GRE Question of the Day : Geometry Problem Solving

niharika
#1. July 17th, 2006, at 5:11 PM.

plz…help us out with the solution..??

niharika
#3. July 19th, 2006, at 10:32 AM.

i think its ..A.admin.!! can u plzzz give the answer as i have my exam veryyyyy soon??

swapnil
#4. July 19th, 2006, at 2:10 PM.

hey whats sqrt? what does it stand for? it doesnot appear in the picture

swapnil
#6. July 19th, 2006, at 2:31 PM.

MN is parallel to BC , MN divides triangle ABC into two equal parts, From this information can we say that MN = 1/2 BC, by midpoint theorem ? If yes then it can help us arrive at the answer.

veenit
#7. August 6th, 2006, at 11:44 PM.

ma=2ab…..what else..no idea..completely absurd

Abhijit
#9. August 16th, 2006, at 5:43 PM.

b) i think its 1/sqrt2

if i am not wrong….
triangle ABC and triangle AMN are similar triangles

hence MA^2/AB^2 = Area(AMN)/Area(ABC)……(property of similar triangles)

Area(ABC) = 2 * Area(AMN)

so MA/AB = 1/sqrt2

…is this correct …

subbu.
#11. November 20th, 2006, at 8:19 AM.

who said that area of a triangle is equal to square of any side.. even we cannot take it proportional also… wat will u do if it is a right triangle..???????

bhavinsurela
#12. July 21st, 2008, at 12:21 PM.

i dnt think.. this is d property!..

prosenjit konar
#13. July 21st, 2008, at 9:14 PM.

take gre team cn u xpln….i suppose there is another info whch s nt provided

Allen
#14. July 22nd, 2008, at 8:42 AM.

Assume an equilateral triangle.

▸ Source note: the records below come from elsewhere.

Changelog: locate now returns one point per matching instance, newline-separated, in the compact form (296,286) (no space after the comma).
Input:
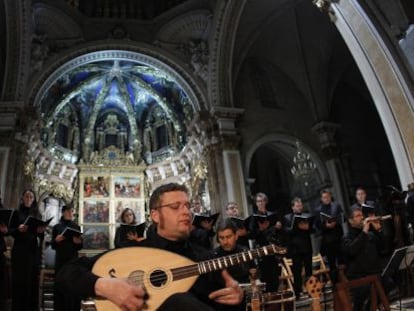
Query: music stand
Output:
(408,258)
(395,262)
(401,259)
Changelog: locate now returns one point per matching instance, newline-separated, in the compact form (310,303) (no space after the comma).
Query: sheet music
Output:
(408,259)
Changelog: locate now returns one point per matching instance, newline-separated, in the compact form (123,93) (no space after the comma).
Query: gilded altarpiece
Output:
(104,192)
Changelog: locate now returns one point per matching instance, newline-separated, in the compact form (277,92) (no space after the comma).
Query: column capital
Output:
(226,119)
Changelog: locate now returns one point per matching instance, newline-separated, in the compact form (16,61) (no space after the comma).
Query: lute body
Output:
(163,273)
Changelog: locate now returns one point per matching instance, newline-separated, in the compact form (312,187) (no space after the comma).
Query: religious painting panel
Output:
(96,187)
(95,211)
(127,187)
(96,237)
(138,207)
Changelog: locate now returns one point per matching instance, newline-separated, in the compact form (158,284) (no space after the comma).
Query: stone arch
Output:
(104,50)
(281,148)
(384,79)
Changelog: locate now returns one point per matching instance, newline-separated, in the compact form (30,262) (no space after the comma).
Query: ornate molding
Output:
(18,25)
(102,50)
(225,23)
(325,7)
(186,36)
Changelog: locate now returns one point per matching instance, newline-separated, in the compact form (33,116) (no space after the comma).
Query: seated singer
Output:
(362,247)
(299,243)
(170,211)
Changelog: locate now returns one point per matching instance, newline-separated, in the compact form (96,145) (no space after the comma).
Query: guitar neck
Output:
(220,263)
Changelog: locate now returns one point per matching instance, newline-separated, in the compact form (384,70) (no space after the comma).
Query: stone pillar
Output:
(232,173)
(326,134)
(384,77)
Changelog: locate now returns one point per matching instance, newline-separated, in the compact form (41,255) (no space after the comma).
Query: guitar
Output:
(314,289)
(163,273)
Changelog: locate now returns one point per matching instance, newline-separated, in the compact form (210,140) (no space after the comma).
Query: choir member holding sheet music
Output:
(25,256)
(329,220)
(5,216)
(67,241)
(298,227)
(129,232)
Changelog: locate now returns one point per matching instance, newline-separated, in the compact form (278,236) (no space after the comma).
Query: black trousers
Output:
(332,251)
(184,302)
(298,261)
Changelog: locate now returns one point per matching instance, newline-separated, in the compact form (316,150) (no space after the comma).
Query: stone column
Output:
(326,134)
(232,172)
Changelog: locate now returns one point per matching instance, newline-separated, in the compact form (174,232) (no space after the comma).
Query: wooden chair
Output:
(320,270)
(343,299)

It is a missing detail.

Narayan
#15. July 23rd, 2008, at 9:04 PM.

b) it should be 1/sqrt2
AMN and ABC are similar triangles. Their area will be proportional to the squares of their sides. The are of ABC will be square of AB/AM x area of AMN i.e. double, which agrees with the given information that MN devides the triangle into two equal parts.

naungsai
#16. July 28th, 2008, at 11:58 AM.

I think Abhijit is correct.